The Guilty (Gustav Möller)

Podríamos comenzar esta crítica afirmando que The Guilty es un emocionante thriller que cuenta cómo la anodina rutina del amargo Asger Holm, un policía confinado al puesto de teleoperador del servicio de emergencias, se ve sacudida tras recibir la llamada de auxilio de una mujer que acaba de ser secuestrada. Esta presentación nos conduciría a afirmar que Gustav Möller busca contarnos la perturbadora historia de un crimen y que nuestra condición no es más que la de unos espectadores que han conseguido entretener su tarde de domingo.
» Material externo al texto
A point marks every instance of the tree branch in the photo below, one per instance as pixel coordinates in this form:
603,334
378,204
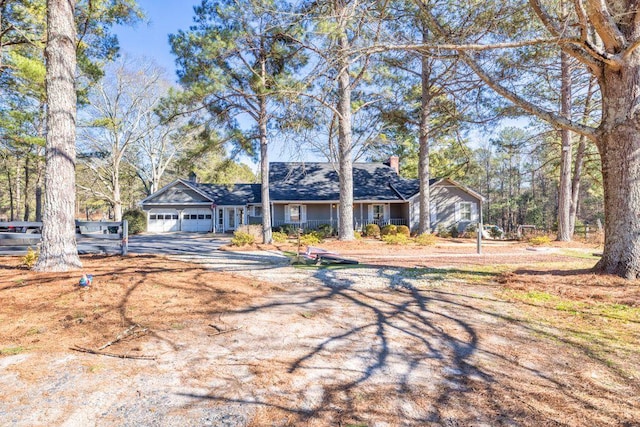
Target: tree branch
605,26
548,116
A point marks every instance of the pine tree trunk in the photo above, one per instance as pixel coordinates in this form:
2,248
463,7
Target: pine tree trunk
345,228
59,251
423,153
619,145
267,235
565,232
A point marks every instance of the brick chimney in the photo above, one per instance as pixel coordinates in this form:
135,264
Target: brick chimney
394,163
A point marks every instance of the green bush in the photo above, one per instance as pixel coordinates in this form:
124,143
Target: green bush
30,258
279,237
425,239
372,230
137,220
326,230
540,240
311,238
241,238
443,231
404,230
288,229
389,230
395,239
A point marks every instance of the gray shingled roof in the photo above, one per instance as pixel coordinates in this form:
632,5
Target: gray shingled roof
319,182
230,195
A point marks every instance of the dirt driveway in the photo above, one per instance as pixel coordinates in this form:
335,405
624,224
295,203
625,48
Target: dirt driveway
263,343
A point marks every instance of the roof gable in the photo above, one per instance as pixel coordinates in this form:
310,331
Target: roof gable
177,192
320,182
231,195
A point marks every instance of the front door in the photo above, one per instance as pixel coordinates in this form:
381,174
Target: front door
231,218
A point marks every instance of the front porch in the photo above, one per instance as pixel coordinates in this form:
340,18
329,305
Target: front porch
315,216
316,224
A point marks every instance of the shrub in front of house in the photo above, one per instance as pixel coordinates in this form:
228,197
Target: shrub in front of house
389,230
326,230
540,240
311,238
404,230
395,239
372,230
279,237
29,260
242,238
425,239
137,220
443,231
288,229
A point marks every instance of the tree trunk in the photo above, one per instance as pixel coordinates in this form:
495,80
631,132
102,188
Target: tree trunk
423,153
27,182
59,251
345,228
264,172
117,196
579,161
565,232
619,145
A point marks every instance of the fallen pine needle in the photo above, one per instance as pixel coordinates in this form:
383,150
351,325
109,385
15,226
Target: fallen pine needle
225,331
104,353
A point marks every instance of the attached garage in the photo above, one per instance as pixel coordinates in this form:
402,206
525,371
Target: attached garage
163,221
197,220
190,207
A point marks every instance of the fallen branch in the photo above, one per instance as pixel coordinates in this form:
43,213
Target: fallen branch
126,333
224,331
104,353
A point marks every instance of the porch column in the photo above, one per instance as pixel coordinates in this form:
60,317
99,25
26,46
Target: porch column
331,215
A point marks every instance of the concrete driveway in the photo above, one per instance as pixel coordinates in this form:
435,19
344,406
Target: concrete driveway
203,249
196,244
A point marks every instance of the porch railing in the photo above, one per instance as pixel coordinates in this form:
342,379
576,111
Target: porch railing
315,224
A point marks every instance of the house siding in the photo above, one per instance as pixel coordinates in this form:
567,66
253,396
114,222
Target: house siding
447,198
179,194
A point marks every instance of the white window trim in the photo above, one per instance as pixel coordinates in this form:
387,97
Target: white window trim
459,211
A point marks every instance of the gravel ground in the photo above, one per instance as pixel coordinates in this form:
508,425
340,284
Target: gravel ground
375,346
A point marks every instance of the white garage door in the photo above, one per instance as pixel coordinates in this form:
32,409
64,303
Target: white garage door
163,221
197,220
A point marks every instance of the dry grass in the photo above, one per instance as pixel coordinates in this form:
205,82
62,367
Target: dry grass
507,338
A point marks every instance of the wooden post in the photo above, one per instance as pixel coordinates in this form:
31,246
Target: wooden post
125,237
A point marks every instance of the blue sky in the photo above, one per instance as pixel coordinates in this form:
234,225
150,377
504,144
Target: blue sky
151,38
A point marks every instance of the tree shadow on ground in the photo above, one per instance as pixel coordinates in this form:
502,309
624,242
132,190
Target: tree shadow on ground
416,356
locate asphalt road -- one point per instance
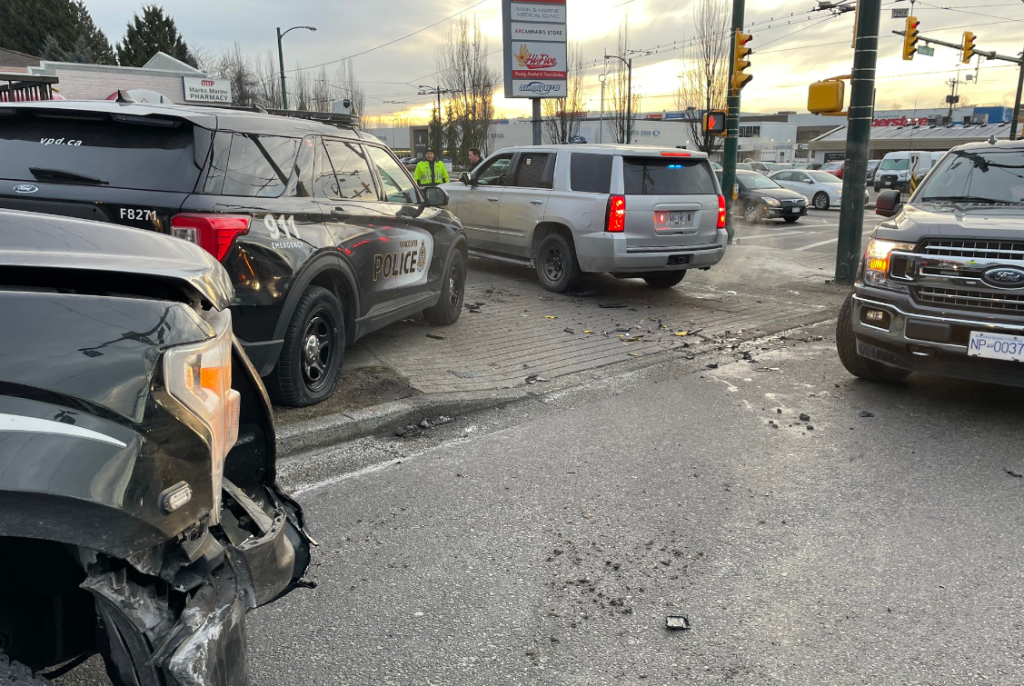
(548, 545)
(818, 231)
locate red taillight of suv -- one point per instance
(616, 215)
(212, 232)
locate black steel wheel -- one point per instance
(846, 342)
(557, 266)
(449, 306)
(310, 359)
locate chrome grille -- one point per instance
(944, 297)
(986, 250)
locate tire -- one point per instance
(314, 347)
(751, 214)
(449, 306)
(557, 266)
(665, 280)
(860, 367)
(15, 674)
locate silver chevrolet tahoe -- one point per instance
(636, 212)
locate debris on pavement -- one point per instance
(678, 623)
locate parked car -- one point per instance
(941, 286)
(139, 516)
(834, 168)
(565, 210)
(821, 188)
(760, 198)
(324, 233)
(894, 171)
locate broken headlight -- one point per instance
(199, 376)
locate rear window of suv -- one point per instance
(101, 152)
(590, 173)
(668, 176)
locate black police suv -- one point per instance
(324, 233)
(760, 198)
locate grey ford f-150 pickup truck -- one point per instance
(941, 285)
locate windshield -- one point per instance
(751, 181)
(980, 175)
(823, 177)
(890, 164)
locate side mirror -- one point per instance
(435, 196)
(889, 203)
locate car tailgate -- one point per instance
(671, 202)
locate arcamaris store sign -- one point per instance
(535, 47)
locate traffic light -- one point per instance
(910, 38)
(740, 60)
(969, 39)
(715, 123)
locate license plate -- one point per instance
(673, 219)
(996, 346)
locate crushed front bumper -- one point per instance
(932, 342)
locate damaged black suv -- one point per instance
(323, 231)
(941, 285)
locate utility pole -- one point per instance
(732, 122)
(851, 219)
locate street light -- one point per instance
(629, 95)
(281, 58)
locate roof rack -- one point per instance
(339, 120)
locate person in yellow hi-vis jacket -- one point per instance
(430, 171)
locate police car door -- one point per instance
(345, 187)
(418, 243)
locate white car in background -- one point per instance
(821, 188)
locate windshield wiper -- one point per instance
(970, 200)
(59, 175)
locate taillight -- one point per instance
(212, 232)
(616, 215)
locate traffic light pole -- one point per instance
(732, 123)
(851, 220)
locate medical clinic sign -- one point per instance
(535, 48)
(213, 91)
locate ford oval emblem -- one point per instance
(1005, 277)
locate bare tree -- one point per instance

Esta sería, como diría Umberto Eco, una interpretación posible y “legitimable”; sin embargo, el director logra que en la sala de cine tenga lugar una auténtica experiencia dialógica que rompe con la idea de película como producto total, acabado, cerrado en sí mismo, y de un espectador pasivo que se limita a observar. De hecho, sala de cine, película y espectador desaparecen como dimensiones diferenciadas, se difuminan, se disuelven en pos de un propósito: la construcción compartida de una trama. Möller nos ofrece mucho más que una historia, nos ofrece un modo de contar, una forma, una propuesta arriesgada de pensar y de vivir el cine.

Esta cobra una apariencia minimalista: un actor y un espacio único, solo un hombre hablando por teléfono en una oficina de policía. Pero en esa sencillez The Guilty encierra una extraordinaria destreza técnica donde cada recurso está perfectamente medido y explotado. El dinamismo constante del montaje, el ritmo trepidante del guion, la consonancia entre las luces, el estado de ánimo del protagonista y la trama narrativa y, sobre todo, el depurado diseño de sonido y el control de los silencios logran mantener el delicado equilibrio de la tensión narrativa durante 85 minutos, segundo tras segundo, tras segundo.

Cuando la película acaba, cada uno de nosotros ha podido visitar una casa desvencijada y húmeda en la que hay un cuarto atroz, el maletero de una furgoneta blanca que se mueve a toda prisa por la autopista, ha visto forzar la puerta de un sospechoso apartamento y un puente lo suficientemente alto, mientras acompaña la desesperada espera de un falso héroe uniformado. Hemos dejado de ser voyeurs, jueces implacables acomodados en nuestros asientos. Estamos todos implicados. Todos esperando con Asger. Todos escuchando a Iben. Todos pensando en la niña pequeña de ojos asustados que se ha quedado esperando el regreso de su madre. The Guilty es una encerrona.

Es una encerrona para el protagonista que, perseguido por la soberbia del fantasma grotesco de aquello que nunca pudo ser, ese policía modelo protector de débiles y guardián del orden, precipita el horror de una historia que termina por arrastrarlo hacia un encuentro desnudo con sus propias miserias. Es una encerrona para nosotros que hemos juzgado demasiado rápido y demasiado fácilmente, y creímos, como Asger, que era posible condenar a un único culpable. Y, desde el principio, es una encerrona para el director que nos ha expuesto deliberada y nítidamente todos sus trucos, todos los efectos, a riesgo de ser descubierto antes de haber obtenido nuestro beneplácito.

No es fácil apostar por un formato cuyo sentido final depende de la participación, la complicidad, el diálogo y la entrega en un mundo donde parece triunfar el espectáculo pornográfico de las imágenes ultra-elaboradas, donde nada se sugiere y nadie pide permiso, donde nadie quiere contar con la mirada del otro. No es fácil ser honesto, ni trabajar en equipo, pero el éxito de The Guilty lleva estos dos ingredientes secretos.

No sería justo sólo hablar de Gustav Möller y Jakob Cedergren en este proyecto. A pesar de que uno lo firma como su primer largometraje y el otro es el actor protagonista sobre el que recae gran parte del peso del filme, el mérito de esta película es colectivo, surge de la perfecta coordinación de los preparados miembros de un joven equipo surgido de las últimas hornadas de las Escuela Nacional de Cine danesa. Mención especial merecen el ya comentado trabajo de sonido, a cargo de Oskar Skriver, y la cuidada y significativa fotografía de Jasper Spanning. Con esta propuesta el cine es una vez más una oportunidad para aprender y transformarse con los demás, cobra el tono de una voz que aprovecha la dimensión coral como oportunidad de alzarse distintivamente. A la espera de lo que en un futuro puedan hacer, sin duda parece prometedor este comienzo.